The Adolescent Christ

“And Jesus grew in wisdom and maturity, and in favour with God and men.” Luke 2.52

I was sitting with old friends this week discussing their children. I remember each of the five being born and have seen the two oldest married. The fifth child, a precocious twelve year old, had come to London this week to see the spectacular new production of Much Ado with her parents.

But our conversation was taken up with the fourth child; an unusual child, now a teenager; his parents describe him as ‘special’. There’s nothing as far as anyone knows ‘wrong’ with him, but since 11 or 12, he has been a strange boy, completely unlike his four siblings.

As parents, they are mystified. His upbringing was no different to the others and yet they wonder how this delicate soul will cope in the world as he grows older and hopefully more independent.

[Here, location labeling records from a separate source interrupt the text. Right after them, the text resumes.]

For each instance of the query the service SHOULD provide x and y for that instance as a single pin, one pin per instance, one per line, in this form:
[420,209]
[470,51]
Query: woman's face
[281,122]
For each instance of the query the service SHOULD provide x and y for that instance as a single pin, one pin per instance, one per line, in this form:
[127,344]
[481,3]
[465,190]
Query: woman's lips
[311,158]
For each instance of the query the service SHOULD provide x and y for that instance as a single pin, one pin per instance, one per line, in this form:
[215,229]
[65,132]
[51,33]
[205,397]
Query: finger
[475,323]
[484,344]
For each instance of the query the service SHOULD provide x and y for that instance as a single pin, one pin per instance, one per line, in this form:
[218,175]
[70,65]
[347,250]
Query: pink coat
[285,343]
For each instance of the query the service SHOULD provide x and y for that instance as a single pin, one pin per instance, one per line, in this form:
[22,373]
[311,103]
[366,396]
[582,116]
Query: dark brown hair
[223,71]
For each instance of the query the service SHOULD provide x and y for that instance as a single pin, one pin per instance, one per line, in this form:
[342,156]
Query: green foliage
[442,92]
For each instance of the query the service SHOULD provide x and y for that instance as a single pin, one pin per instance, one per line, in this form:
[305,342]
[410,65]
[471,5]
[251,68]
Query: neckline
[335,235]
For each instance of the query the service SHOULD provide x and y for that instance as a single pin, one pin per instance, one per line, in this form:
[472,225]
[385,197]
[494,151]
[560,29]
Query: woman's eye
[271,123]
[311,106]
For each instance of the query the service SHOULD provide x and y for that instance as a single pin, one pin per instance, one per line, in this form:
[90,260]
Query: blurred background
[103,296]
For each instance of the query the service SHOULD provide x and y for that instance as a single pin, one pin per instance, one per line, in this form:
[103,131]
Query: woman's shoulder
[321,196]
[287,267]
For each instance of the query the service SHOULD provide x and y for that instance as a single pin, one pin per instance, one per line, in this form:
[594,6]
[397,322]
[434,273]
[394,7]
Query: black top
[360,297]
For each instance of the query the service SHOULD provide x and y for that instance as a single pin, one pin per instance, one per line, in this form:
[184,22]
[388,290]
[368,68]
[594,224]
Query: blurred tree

Most parents experience a degree of wonder, bewilderment and sometimes anxiety, as they watch their children pass through adolescence. Where will it all end?

Ten years ago I visited Nazareth, and climbed the 250 steps up to the Church of Jesus the Adolescent. Although it’s French Gothic in style, its foundation stone was laid just 100 years ago. It affords a wonderful view over Nazareth’s rooftops and the Galilean hills.
It is the chapel of a trade school, run by the Salesians of Don Bosco, where teenage Palestinians are trained, some still to be carpenters – a church dedicated to a boy their own age – the adolescent Jesus.

We can visualize the baby Jesus (although cannot grasp exactly how he is God). We have a mental image of the man Christ Jesus, although almost invariably framed by those blue-eyed, blond Jesuses around the Sunday School walls and in our confirmation bibles.

But an adolescent Saviour? - gawky and spotty with a voice that can’t make up its mind – it’s difficult to imagine. And as for a ‘sinless’ teenager – it makes us redefine our understanding of the sinlessness of Christ.

The Bible is remarkably silent about the years between Christ’s birth and his final three years of public ministry.

There is just this one incident recorded, which Luke introduces with the verse before today’s Gospel: "the child grew and became strong, filled with wisdom; and the favour of God was upon him." (40) This is to look back on the previous 12 years. Then Luke finishes the story by looking forward to the adolescent years and early adulthood: "Jesus increased in wisdom and in years, and in divine and human favour". (52)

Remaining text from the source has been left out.